Zoltán Guller told a news conference that guest nights had grown by 50% since 2010, amounting to 30 million last year. He added that commercial accommodation revenue increased by 112% compared with seven years earlier. Wellness resorts and spas were the most popular draws, with wellness hotels accounting for 42% of money spent on accommodations. The number of tourists spending time in Hungary to be pampered grew by 91% in the first nine months of the year compared with the same period in 2010, and over 131% more money was spent.
Tourists from abroad similarly came in greater numbers, having grown by 160% in seven years, based on estimates of last year’s data. Guller argued that state and local government investments were key in making Hungary a more attractive destination, and he noted that the success of a scheme to subsidise bed and breakfast developments, with grants of 21 billion forints (€67 million) overall for over 600 B-and-Bs.
Hungary’s attractiveness from a safety perspective was confirmed by the British Foreign and Commonwealth Office (FCO) as well. In July of last year, the UK’s foreign ministry released an information brochure for holidaymakers in which they named Hungary to be among world’s top 10 safe and secure travel destinations. In the report, Hungary was ranked ninth as a European country that “offers stunning countryside” as well as “historic cities such as Budapest” that are “full of architectural beauty” and “buzzing bars.”

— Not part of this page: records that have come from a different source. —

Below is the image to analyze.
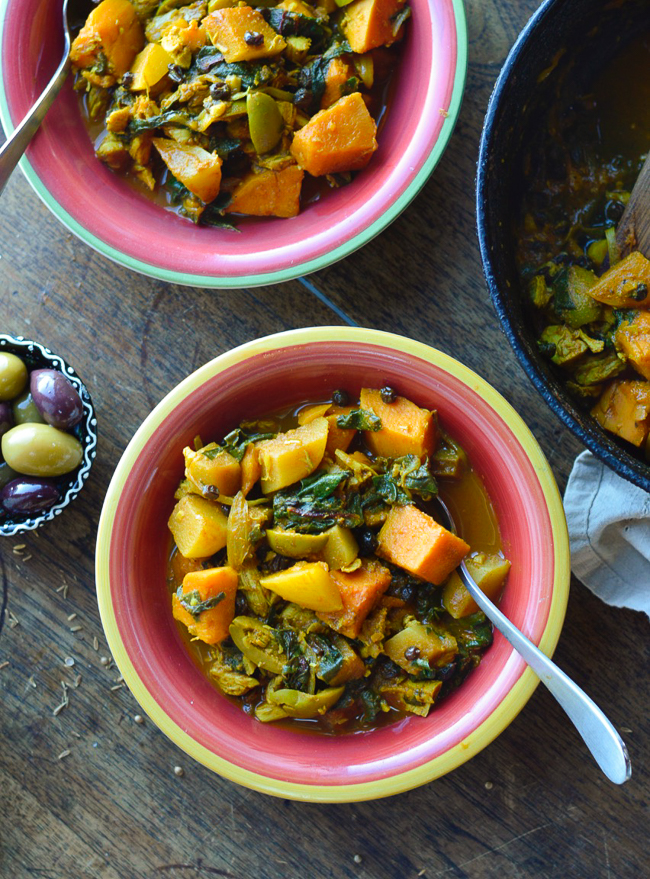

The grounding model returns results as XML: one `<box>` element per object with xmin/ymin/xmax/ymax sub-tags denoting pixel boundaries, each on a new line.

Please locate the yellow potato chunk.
<box><xmin>320</xmin><ymin>524</ymin><xmax>358</xmax><ymax>570</ymax></box>
<box><xmin>260</xmin><ymin>561</ymin><xmax>343</xmax><ymax>612</ymax></box>
<box><xmin>153</xmin><ymin>138</ymin><xmax>223</xmax><ymax>203</ymax></box>
<box><xmin>384</xmin><ymin>621</ymin><xmax>457</xmax><ymax>673</ymax></box>
<box><xmin>266</xmin><ymin>528</ymin><xmax>329</xmax><ymax>558</ymax></box>
<box><xmin>256</xmin><ymin>416</ymin><xmax>329</xmax><ymax>493</ymax></box>
<box><xmin>591</xmin><ymin>380</ymin><xmax>650</xmax><ymax>446</ymax></box>
<box><xmin>183</xmin><ymin>445</ymin><xmax>242</xmax><ymax>497</ymax></box>
<box><xmin>341</xmin><ymin>0</ymin><xmax>408</xmax><ymax>53</ymax></box>
<box><xmin>442</xmin><ymin>553</ymin><xmax>511</xmax><ymax>619</ymax></box>
<box><xmin>203</xmin><ymin>6</ymin><xmax>286</xmax><ymax>63</ymax></box>
<box><xmin>168</xmin><ymin>494</ymin><xmax>229</xmax><ymax>559</ymax></box>
<box><xmin>130</xmin><ymin>42</ymin><xmax>174</xmax><ymax>91</ymax></box>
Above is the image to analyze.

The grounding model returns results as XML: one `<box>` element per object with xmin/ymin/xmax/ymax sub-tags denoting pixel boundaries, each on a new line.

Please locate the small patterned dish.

One year ago, Zoltán Guller declared that government’s goal was to double income and to turn Hungary into one of the top five European tourist destinations within two years. To this end, they are still planning major developments which will include upgrades of 48 beaches at Lake Balaton, facilities around Lake Fertő in the west, and wine routes in the Sopron and Tokaj Hegyalja wine regions, among others.
Alongside this progress, the growing tourism industry has generated issues to solve as well. On February 18th, Budapest’s 7th district is set to hold a local referendum on the opening hours of pubs and other venues. The so-called party district attracts a lot of youngsters from mostly Western Europe, and naturally generates huge amounts of income for the city. District locals, however, have repeatedly complained about the noise, rubbish and behaviour of party-goers. Thus, even though it is unlikely that the vote results will be in favour of the early closing times, the district and city will most likely have to find a solution to this conflict in the near future.